Travail en équipe et système d’information (SI)
Travail en équipe et système d’information (SI)
TRAVAIL EN EQUIPE ET SYSTEME D’INFORMATION (SI) – 2/4
Cet article est le deuxième d’une série de quatre sur l’utilisation des logiciels partagés pour faciliter l’exercice regroupé pluriprofessionnel. Il a été rédigé par Florence Maréchaux, notre Médecin DIM, dans le cadre d’un partenariat avec Le Concours Médical, et a été diffusé dans le numéro d’octobre. Retrouvez chaque mois un nouvel article !
Première fonction parmi les 4 principales (1) d’un logiciel pluriprofessionnel :la saisie et le stockage de données/information.
Tous les professionnels d’une équipe contribuent à la saisie des données d’un patient ; ces données sont visibles par les différents professionnels selon leur degré d’habilitation (variable d’un métier à un autre au sein d’une équipe et variable aussi d’une équipe à une autre).
Si cette saisie ou ce stockage ne sont pas correctement organisés, ils peuvent compliquer le travail d’une équipe au lieu de le faciliter et altérer la communication, la coordination et la confiance entre professionnels (2).

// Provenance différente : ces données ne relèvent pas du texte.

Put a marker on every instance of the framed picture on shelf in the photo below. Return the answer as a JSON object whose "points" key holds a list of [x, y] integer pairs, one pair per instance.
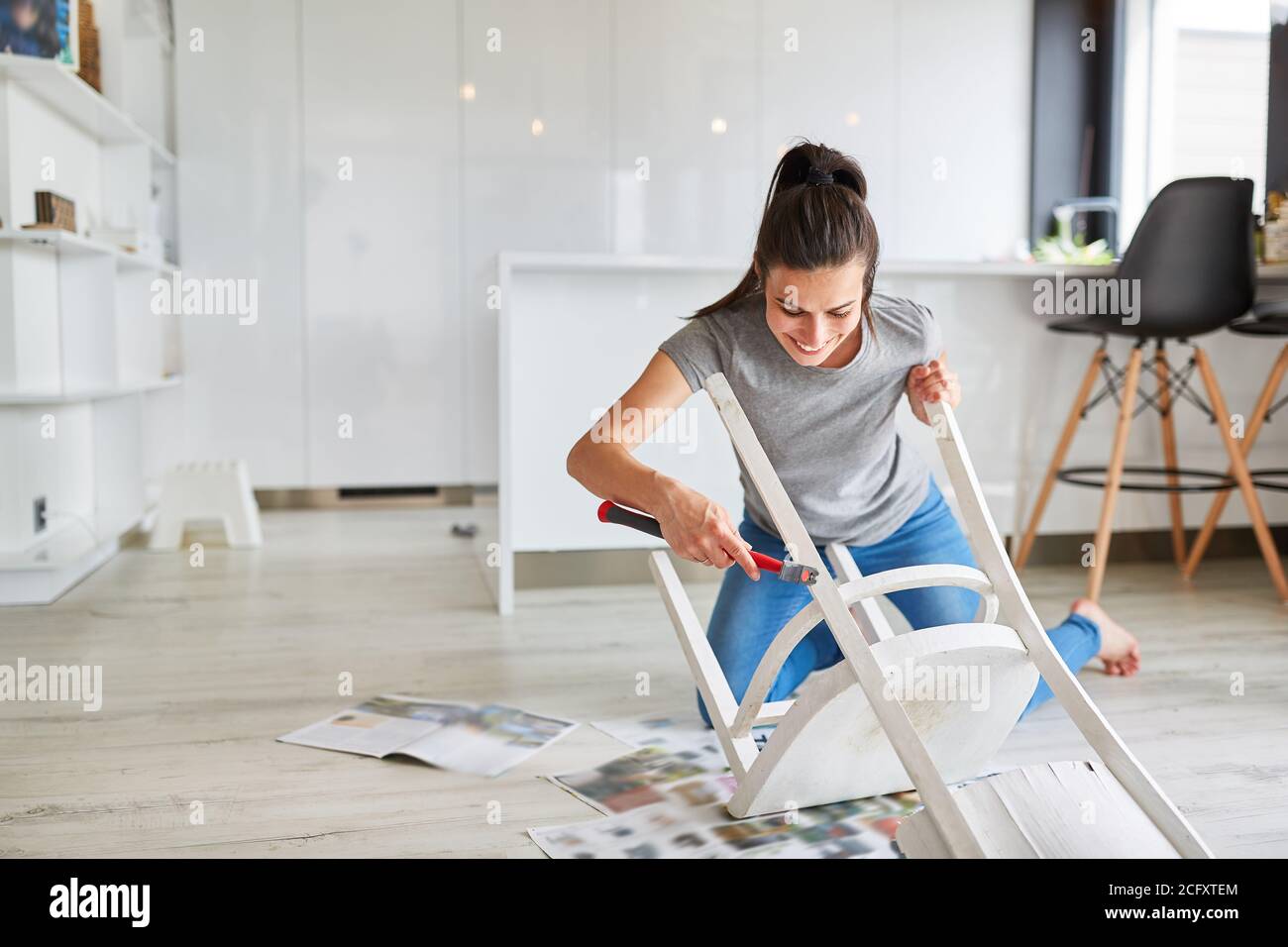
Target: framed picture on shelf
{"points": [[46, 29]]}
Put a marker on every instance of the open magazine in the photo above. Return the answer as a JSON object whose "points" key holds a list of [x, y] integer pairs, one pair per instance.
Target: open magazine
{"points": [[481, 740], [660, 805], [666, 799]]}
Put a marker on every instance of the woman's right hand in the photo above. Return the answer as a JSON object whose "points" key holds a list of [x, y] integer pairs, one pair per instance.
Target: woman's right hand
{"points": [[699, 530]]}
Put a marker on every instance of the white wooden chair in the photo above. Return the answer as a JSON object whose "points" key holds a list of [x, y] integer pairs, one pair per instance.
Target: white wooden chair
{"points": [[848, 736]]}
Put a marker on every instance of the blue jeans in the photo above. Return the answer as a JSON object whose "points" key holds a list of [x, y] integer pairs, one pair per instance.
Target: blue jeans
{"points": [[748, 615]]}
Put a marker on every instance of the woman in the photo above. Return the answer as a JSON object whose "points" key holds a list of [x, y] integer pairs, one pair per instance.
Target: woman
{"points": [[819, 364]]}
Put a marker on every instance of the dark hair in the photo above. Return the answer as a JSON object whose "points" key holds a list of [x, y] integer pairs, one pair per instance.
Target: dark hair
{"points": [[815, 218]]}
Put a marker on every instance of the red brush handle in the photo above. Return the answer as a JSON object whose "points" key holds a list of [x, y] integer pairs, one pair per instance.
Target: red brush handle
{"points": [[612, 513]]}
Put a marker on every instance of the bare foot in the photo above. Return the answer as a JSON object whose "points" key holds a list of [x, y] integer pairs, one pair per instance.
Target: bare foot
{"points": [[1119, 647]]}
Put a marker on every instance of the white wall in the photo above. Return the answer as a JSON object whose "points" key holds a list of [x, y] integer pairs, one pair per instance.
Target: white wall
{"points": [[378, 289], [243, 217]]}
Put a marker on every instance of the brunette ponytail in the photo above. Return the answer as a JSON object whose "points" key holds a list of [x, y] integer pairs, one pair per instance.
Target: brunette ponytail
{"points": [[815, 218]]}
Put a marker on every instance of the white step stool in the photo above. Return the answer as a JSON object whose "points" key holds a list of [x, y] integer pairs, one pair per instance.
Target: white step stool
{"points": [[218, 489]]}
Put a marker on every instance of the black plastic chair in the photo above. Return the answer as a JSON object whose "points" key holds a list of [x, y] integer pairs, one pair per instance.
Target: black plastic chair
{"points": [[1269, 320], [1193, 270]]}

Les données stockées sont vues par différents professionnels
C’est l’enrichissement mutuel et le partage de l’information… à condition que les données saisies soient :
- de bonne qualité (ni laconiques ni imprécises ni partielles…) pour être comprises de tous ;
- bien rangées, sans quoi elles peuvent être méconnues par le professionnel qui en aurait besoin ;
- pertinentes pour les compétences du professionnel
Certaines données stockées vont être réutilisées
Saisies une seule fois mais exploitées dans diverses fonctionnalités ou occasions.
Cela implique de structurer chaque donnée destinée à être réutilisée : c’est-à-dire la saisir dans un champ dédié. Ce qui permet au logiciel de l’utiliser automatiquement. Par exemple, le poids du patient peut être saisi dans le corps du texte de la consultation avec l’histoire de la maladie ou bien dans un champ dédié uniquement au poids ; il ne pourra être réutilisé automatiquement que dans le 2e cas pour, par ex, faire une courbe du poids ou bien dans un courrier, etc.
Schématiquement, et en fonction du type d’exploitation (réutilisation automatique par le logiciel) qui en sera faite, la donnée peut être saisie :
-
en texte libre pour des exploitations de type courriers, documents de synthèse. Dans ce cas, la donnée n’est pas homogène d’une consultation à l’autre, d’un patient à l’autre, d’un professionnel à l’autre ;
-
à partir d’une liste prédéfinie (par ex menu déroulant) par l’éditeur ou l’équipe pour des exploitations de type identification de sous-populations, analyse d’activité, production d’indicateurs. Dans ce cas la donnée est homogène au sein du logiciel mais pas d’un logiciel à l’autre ;
-
à partir de terminologies (DRC, CISP2, CIM10, SNOMED, LOINC, ATC, etc.) pour des exploitations de type génération d’interactions pathologies-médicaments, d’appels de mémos ou alimentation de documents standardisés (interopérabilité). Dans ce cas, dans un champ dédié, le même terme définit le même objet d’une consultation à l’autre, d’un patient à l’autre, d’un professionnel à l’autre, d’un logiciel à l’autre.
Ce qu’il faut éviter
Il n’y a pas lieu de structurer de façon systématique toute donnée recueillie en cours de consultation ; une donnée qui n’a pas d’utilité à être exploitée dans un deuxième temps n’a pas besoin d’être structurée. Par exemple, l’histoire de la maladie ne mérite pas d’être recueillie dans son ensemble avec des données structurées (3).
1. Concours Médical. Septembre 2018. N°7
2. Chase DA, Ash JS, Cohen DJ, Hall J, Olson GM, Dorr DA. The EHR’s roles in collaboration between providers: A qualitative study. AMIA Annu Symp Proc. 2014 Nov 14;2014:1718-27. eCollection 2014.
3. Fernando B, Kalra D, Morrison Z, Byrne E, Sheikh A. Benefits and risks of structuring and/or coding the presenting patient history in the electronic health record: systematic review. BMJ Qual Saf. 2012 Apr;21(4):337-46.